The five-paned windows that decorated the hallways let in the only light. Velvet curtains separated exhibits into layered cubicles. Bored now with the handwriting demo, Swan peeled back a curtain, peeked around, and saw Kyle escort her mother to the restroom.
The last time her family was on pilgrimage, Kyle gave them a backstage tour of the museum’s operations. This year, Kyle was giving them the VIP tour.
“Isn't it beautiful?" he asked, manifesting beside her, his cheeks pulled back in a tight-mouthed grin that appeared to hurt. She leaned out of the curtain a bit and looked in the direction of the restrooms. "An entire museum where you can come and experience human interaction as it once was. No machines. No interference. Just you and the Fauxna and your humanity."

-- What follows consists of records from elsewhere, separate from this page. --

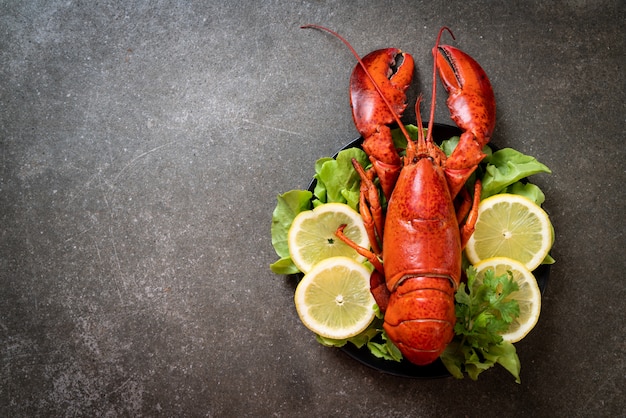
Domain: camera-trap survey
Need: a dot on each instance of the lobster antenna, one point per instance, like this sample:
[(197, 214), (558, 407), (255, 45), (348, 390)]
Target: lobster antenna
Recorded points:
[(433, 103), (358, 58)]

His sun-kissed wrist, grazed my arm on its way to the reach rotary phone. He gripped the receiver with practiced perfection and held it up to her naked ear. “Hello,” he said, mimicking her girlish voice, “hello, can you hear me? It’s me, Swan.”
He waited like that, holding the relic like an open channel. “Well?” Kyle asked. “What would you say?”
She teetered. “I’d say,” she began. “I’d ask...No, I’d say, “Good luck tonight!’”
Past Communication Hall was a handshake exhibit. Kyle modeled the 17 cultural gestures with the interactive agents, and Swan followed at his heels. Beyond that, a live room scene. A man slept in a brown Natuzzi leather recliner, six empty beer cans beside him. Crumpled in the chair, mostly unconscious, he reminded Swan of her father the night he died in a hospital bed. Six little tin cylinders of tinctures, allowing the man to rest.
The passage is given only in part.